What does EMC has to lose if we can show no scaling violation to 2400 drives? Something very critical, IMHO, - this would send the message that all storage systems are alike, and that architecture, features like cache partitioning, QoS etc do not matter. SPC-1 cannot exercise these features. This puts the DMX on par with anyone else - and I believe this would be a disservice to the DMX and our customers. The DMX is a cut above.

And I do fear that we will never agree on the place of SPC-1 in the storage world, Barry! And thats OK. I assure you I still hold you in very high regard, and hope we meet some day and have a chance to shoot the breeze face to face!

Cheers, K.

dotconnector

Hi OSSG,
Excellent comment!

I am definitely not against benchmarking - just the marketing misrepresentation thereof. As I have stated earlier (and several of my colleagues have as well), the real meat behind the SPC-1 is not the SPC-1 IOPS measurement itself, but the $/SPC-1 IOPS. The absolute magnitude does not mean much, but the cost to achieve it does.

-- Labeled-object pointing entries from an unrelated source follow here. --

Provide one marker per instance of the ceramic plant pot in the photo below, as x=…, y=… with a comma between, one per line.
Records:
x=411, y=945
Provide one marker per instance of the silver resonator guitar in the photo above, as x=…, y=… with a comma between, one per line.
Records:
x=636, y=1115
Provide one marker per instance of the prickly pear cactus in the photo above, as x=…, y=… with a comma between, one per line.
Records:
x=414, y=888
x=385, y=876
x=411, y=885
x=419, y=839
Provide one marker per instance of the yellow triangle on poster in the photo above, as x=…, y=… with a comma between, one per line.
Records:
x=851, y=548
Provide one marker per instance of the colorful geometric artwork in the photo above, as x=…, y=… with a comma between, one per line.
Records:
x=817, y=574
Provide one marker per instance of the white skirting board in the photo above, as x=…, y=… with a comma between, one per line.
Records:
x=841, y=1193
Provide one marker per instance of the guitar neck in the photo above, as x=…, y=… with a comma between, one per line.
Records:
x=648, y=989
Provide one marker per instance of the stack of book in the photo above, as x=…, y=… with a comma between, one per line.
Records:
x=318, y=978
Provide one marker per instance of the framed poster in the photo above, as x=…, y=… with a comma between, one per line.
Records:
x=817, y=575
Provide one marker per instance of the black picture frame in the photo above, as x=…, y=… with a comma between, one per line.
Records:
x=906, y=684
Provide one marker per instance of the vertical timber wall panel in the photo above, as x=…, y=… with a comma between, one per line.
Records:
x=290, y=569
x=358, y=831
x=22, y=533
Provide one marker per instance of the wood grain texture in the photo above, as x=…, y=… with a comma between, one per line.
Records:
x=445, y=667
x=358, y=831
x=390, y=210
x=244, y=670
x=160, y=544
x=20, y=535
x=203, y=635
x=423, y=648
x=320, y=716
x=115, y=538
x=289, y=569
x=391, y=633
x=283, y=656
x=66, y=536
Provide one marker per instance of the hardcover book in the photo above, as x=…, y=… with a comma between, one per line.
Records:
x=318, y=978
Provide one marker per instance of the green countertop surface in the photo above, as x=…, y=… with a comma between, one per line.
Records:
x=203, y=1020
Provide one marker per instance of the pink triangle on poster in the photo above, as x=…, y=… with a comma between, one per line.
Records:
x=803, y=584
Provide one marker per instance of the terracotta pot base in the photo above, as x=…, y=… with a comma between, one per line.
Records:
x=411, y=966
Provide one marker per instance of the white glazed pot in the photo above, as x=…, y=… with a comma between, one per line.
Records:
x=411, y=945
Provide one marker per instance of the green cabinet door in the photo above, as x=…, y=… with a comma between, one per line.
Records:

The quest to create a better benchmark and an more useable one (that for example, gives weight to Netapp intellectual property, for example) and not just contrived performance numbers is worthy of a separate thread. I'll collect my thoughts and do a separate blog post and hopefully spark some good discussion around this difficult problem

Thanks again,
Cheers, K.

open systems storage guy

That's what I'm here for ;)

David Vellante

Hi Connector,

On a recent conference call, IBM made the same assertion as above, that spc suggests SVC performs about the same as the uspv to which many of us on the call said, 'huh - look at the knee of the rt curve...how's that the same?' To which IBM said: 'that's a fair point.' It was a strange exchange. Thoughts?

dotConnector

Hi Dave,
The SVC response time curve compared to the USP V response time curve shows that the USP V was not saturated in any component other than the number of spindles. At the 1024 drive mark, the SVC too does not show the saturation it shows at 1576 drive mark... its RT degrades a bit at 1024 drives compared to the USP V, but not by much.

So that would suggest that the SVC and USP V are in fact comparable in that spindle count regime.

Which I believe to be an artifact of the way SPC-1 is crafted, and not a reflection of the true capabilities of the platforms themselves. And, the response time metric itself is one that is highly suspect, as it is a result of shortstroking the drive capacity to reduce the seek time.

The USP V used only 34% (52 TB) of its raw storage capacity (147 TB) to post these results. The SVC used 44% (46 TB) of its raw storage (110 TB) to get good response time metrics. This is an artificial way to reduce the seek time and increase the number of spindles, and thereby boost the IOPS and reduce the RT, which is not reflective of how customers intend to use the storage. Our customers want to use the storage they buy, not have it sit idle.

This is what lends the results of the SPC-1 being used to "prove" points that are highly questionable in marketing blitzes. This is exactly why I believe the SPC-1 is of dubious merit as a way to compare storage systems.

I have stated this before - I think HDS did the USP V a disservice by allowing it to participate in the SPC-1. There are many customers who probably now think that the SVC and USP V are equivalent, an unless they peel the covers off like in these posts/comments, they are being misled.

Thanks for your comments!
Cheers, dotConnector.

The comments to this entry are closed.